Polymerforschung

Neues Material vielversprechend für biologisch abbaubare Implantate

Forscher der Polytechnischen Universität Tomsk (TPU) und der Universität Aveiro haben ein polymeres, biologisch abbaubares Material entwickelt, das zwei Eigenschaften kombiniert, die für Implantate wichtig sind.

Das Material besitzt piezoelektrische Eigenschaften. Gerät es unter Druck, erzeugt es elektrische Ladung, die die Gewebe-Regeneration beschleunigt. Eine Rolle spielen dabei winzige Flocken aus reduziertem Graphenoxid (rGO), das "echtem" Graphen sehr ähnlich, aber einfacher herzustellen ist. Die Forscher veröffentlichten ihre Arbeit im Fachjournal Nano Energy.
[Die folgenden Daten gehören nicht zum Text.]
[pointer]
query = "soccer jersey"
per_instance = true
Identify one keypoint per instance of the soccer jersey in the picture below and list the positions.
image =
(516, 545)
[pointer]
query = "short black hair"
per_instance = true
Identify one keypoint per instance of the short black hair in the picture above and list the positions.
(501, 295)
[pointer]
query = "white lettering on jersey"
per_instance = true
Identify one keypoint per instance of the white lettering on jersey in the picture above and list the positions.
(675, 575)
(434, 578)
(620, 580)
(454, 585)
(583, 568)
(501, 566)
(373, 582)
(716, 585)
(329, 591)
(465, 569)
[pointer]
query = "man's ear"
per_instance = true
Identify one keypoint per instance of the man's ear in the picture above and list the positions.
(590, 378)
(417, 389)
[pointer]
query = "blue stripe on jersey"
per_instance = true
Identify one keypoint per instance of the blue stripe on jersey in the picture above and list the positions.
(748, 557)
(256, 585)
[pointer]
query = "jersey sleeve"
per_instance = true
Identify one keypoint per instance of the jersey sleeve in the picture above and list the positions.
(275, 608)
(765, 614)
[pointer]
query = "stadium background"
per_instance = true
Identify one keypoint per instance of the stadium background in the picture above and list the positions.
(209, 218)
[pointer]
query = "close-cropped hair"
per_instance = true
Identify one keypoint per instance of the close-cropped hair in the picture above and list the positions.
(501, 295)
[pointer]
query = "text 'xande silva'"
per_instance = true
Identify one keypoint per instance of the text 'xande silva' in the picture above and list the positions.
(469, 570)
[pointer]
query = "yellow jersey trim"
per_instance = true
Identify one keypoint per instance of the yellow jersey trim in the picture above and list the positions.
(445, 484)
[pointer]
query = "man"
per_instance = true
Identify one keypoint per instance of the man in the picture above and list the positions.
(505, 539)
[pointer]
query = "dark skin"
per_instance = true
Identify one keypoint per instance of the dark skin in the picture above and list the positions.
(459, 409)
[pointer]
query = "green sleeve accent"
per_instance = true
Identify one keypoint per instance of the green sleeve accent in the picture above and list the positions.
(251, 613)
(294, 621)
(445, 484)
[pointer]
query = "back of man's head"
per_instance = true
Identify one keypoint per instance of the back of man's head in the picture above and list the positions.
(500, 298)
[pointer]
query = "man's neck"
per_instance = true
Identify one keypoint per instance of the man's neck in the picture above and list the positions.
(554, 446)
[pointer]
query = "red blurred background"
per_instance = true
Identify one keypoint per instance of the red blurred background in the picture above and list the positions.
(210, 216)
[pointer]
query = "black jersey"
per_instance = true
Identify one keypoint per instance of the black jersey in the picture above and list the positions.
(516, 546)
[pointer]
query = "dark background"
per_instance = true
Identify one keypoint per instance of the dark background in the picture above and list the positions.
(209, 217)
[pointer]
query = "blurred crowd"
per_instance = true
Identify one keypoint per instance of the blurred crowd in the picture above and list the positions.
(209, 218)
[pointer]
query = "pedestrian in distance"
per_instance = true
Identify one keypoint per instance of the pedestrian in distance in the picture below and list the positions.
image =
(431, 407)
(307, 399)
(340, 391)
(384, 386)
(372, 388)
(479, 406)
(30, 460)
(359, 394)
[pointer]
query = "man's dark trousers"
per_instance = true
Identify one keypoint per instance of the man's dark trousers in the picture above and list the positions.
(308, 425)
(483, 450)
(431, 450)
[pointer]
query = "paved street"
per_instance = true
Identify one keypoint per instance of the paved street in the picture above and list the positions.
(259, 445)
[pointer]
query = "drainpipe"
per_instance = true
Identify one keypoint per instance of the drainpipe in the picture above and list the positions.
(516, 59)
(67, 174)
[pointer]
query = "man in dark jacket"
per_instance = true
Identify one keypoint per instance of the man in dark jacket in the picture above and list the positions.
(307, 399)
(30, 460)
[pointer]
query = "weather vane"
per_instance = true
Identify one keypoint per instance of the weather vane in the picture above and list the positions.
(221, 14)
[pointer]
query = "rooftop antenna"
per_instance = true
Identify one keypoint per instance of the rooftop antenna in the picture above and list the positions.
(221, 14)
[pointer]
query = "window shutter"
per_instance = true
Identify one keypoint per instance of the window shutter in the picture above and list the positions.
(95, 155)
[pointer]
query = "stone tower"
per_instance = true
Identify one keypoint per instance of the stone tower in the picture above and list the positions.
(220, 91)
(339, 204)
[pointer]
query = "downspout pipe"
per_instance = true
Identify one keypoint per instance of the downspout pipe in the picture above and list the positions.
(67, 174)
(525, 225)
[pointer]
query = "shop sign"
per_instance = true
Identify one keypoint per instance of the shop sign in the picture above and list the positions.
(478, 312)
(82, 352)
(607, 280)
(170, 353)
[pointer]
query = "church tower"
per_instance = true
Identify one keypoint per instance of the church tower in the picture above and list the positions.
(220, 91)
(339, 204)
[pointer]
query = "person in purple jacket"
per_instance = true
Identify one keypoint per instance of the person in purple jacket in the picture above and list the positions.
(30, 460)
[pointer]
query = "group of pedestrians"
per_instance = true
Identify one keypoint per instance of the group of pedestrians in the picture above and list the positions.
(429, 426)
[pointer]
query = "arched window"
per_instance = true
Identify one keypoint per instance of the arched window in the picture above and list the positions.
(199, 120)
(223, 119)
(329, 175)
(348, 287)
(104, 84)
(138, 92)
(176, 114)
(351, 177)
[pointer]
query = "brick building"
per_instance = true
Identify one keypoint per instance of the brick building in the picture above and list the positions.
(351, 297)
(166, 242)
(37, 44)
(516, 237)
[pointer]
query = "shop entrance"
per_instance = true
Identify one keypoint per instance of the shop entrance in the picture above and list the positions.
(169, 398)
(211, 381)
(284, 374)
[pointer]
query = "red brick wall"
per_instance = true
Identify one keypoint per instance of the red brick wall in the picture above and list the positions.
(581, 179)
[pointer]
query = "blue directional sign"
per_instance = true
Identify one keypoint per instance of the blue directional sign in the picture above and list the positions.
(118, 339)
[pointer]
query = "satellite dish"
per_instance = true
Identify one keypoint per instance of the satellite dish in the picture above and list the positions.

Schematische Darstellung der Wirkungsweise von reduziertem Graphenoxid (rGO)
Schematische Darstellung der Wirkungsweise von reduziertem Graphenoxid (rGO)

Grafik: Polytechnische Universität Tomsk

"Materialien mit piezoelektrischen Eigenschaften sind für die regenerative Medizin wichtig, da sie elektrische Ladung ohne externe elektrische Energiequelle erzeugt", sagt Roman Chernozem vom Internationalen Forschungszentrum für Piezo- und Magnetoelektrische Materialien der TPU. Elektrische Impulse tragen zur Stimulation der Regeneration von lebenden Geweben wie Knochen- oder Nervengewebe nach Verletzungen bei. Die Natur hat es so eingerichtet, dass auch Knochen piezoelektrische Eigenschaften haben.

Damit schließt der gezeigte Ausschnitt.